Yu Jeong Il, Park Hee Chul, Lim Do Hoon, Park Woo Yoon
Department of Radiation Oncology, Samsung Medical Center, Sungkyunkwan University School of Medicine, Seoul, Korea.
Tumori. 2013 Mar-Apr;99(2):164-71. doi: 10.1177/030089161309900208.
We designed the study to identify the clinical and dose-volumetric parameters associated with the risk of Child-Pugh score elevation in hepatocellular carcinoma patients treated with conformal radiation therapy.
All 161 hepatocellular carcinoma patients in the study underwent 4D-computed tomography simulation, and a dose-volume histogram was generated after radiotherapy planning. Patients who had an elevated Child-Pugh (e-CP) score of 2 or more without progressive disease within 3 months were defined as e-CP positive.
Twenty-six of 142 patients without progressive disease were e-CP positive. Pretreatment Child-Pugh class, further treatment within 30 days of radiotherapy, lymph node metastasis, mean liver dose, V(20 Gy), V(25 Gy), and V(30 Gy) were significantly correlated with e-CP positivity. The e-CP developed in 13 of 106 patients (12.3%) with V(30 Gy) of ≤28.1% and in 13 of 36 patients (36.1%) with V(30 Gy) >28.1% (P = 0.001).

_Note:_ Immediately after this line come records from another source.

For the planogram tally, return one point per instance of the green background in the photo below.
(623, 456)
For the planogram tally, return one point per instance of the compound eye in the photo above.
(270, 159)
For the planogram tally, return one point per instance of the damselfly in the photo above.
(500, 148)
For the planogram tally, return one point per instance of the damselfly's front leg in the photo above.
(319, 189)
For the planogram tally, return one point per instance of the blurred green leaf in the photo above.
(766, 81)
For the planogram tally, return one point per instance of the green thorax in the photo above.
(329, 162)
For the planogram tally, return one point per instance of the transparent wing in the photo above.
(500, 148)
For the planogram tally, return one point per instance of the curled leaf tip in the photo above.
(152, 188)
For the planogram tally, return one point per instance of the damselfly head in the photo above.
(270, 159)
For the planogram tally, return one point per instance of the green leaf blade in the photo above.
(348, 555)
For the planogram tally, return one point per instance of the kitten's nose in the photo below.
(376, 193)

Our data demonstrate that mean liver dose, V(10 Gy), V(20 Gy), V(25 Gy), and V(30 Gy) are independent dose-volumetric predictors for e-CP positivity in hepatocellular carcinoma patients treated with conformal radiation therapy. V(30 Gy) should be limited to less than 28.1% to minimize the risk of e-CP.
我们设计了这项研究,以确定在接受适形放射治疗的肝细胞癌患者中,与Child-Pugh评分升高风险相关的临床和剂量体积参数。

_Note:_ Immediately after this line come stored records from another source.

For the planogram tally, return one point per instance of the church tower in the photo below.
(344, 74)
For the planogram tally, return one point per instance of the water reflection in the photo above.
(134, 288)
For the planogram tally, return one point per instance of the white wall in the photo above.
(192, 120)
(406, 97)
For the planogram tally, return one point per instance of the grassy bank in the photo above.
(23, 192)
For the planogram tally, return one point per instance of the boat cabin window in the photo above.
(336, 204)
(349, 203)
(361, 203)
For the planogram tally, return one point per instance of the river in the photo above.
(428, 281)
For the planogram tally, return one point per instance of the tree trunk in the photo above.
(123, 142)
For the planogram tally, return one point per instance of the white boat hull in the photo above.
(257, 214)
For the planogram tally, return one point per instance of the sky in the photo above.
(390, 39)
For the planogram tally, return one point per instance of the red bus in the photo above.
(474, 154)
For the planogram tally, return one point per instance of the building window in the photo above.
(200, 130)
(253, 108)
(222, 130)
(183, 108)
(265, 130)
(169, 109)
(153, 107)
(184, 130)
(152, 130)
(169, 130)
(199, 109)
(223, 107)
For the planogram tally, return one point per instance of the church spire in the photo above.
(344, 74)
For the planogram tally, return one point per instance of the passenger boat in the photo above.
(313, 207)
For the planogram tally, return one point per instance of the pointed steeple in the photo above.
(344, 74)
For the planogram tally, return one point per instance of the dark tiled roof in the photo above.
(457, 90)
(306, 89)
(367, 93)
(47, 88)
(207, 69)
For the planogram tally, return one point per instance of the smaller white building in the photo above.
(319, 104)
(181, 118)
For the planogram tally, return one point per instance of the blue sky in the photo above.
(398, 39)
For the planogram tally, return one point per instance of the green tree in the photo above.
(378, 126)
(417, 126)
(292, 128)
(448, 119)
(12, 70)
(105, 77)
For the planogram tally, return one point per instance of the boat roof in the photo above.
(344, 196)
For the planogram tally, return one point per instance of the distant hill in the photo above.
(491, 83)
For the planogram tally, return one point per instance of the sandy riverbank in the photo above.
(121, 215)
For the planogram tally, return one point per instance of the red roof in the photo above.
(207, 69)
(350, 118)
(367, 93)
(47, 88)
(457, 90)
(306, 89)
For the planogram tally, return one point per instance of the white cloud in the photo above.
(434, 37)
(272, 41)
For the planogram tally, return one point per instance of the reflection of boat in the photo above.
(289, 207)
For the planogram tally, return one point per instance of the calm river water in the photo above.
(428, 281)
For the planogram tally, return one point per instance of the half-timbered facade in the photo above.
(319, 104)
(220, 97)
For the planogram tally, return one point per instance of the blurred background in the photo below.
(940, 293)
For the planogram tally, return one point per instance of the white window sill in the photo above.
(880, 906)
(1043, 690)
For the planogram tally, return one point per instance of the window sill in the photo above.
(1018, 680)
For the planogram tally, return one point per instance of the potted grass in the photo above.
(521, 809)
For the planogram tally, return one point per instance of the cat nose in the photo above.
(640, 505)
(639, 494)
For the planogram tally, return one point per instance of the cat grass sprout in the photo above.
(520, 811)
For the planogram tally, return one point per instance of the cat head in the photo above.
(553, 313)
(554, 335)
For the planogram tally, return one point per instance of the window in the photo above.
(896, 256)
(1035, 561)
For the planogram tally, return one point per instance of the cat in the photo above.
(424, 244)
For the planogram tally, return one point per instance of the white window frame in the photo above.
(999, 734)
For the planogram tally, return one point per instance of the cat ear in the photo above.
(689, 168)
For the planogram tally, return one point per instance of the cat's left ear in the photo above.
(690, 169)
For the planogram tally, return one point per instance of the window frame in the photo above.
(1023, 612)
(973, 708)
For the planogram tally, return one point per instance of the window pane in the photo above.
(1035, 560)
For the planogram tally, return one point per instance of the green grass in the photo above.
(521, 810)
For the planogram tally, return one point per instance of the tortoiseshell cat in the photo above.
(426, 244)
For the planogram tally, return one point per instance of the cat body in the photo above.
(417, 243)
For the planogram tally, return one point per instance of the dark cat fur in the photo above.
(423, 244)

该研究中的161例肝细胞癌患者均接受了4D计算机断层扫描模拟,并在放射治疗计划后生成了剂量体积直方图。在3个月内Child-Pugh(e-CP)评分升高2分或更多且无疾病进展的患者被定义为e-CP阳性。
142例无疾病进展的患者中有26例e-CP阳性。治疗前Child-Pugh分级、放疗后30天内的进一步治疗、淋巴结转移、平均肝脏剂量、V(20 Gy)、V(25 Gy)和V(30 Gy)与e-CP阳性显著相关。V(30 Gy)≤28.1%的106例患者中有13例(12.3%)发生e-CP,V(30 Gy)>28.1%的36例患者中有13例(36.1%)发生e-CP(P = 0.001)。
我们的数据表明,平均肝脏剂量、V(10 Gy)、V(20 Gy)、V(25 Gy)和V(30 Gy)是接受适形放射治疗的肝细胞癌患者e-CP阳性的独立剂量体积预测指标。V(30 Gy)应限制在28.1%以下,以将e-CP的风险降至最低。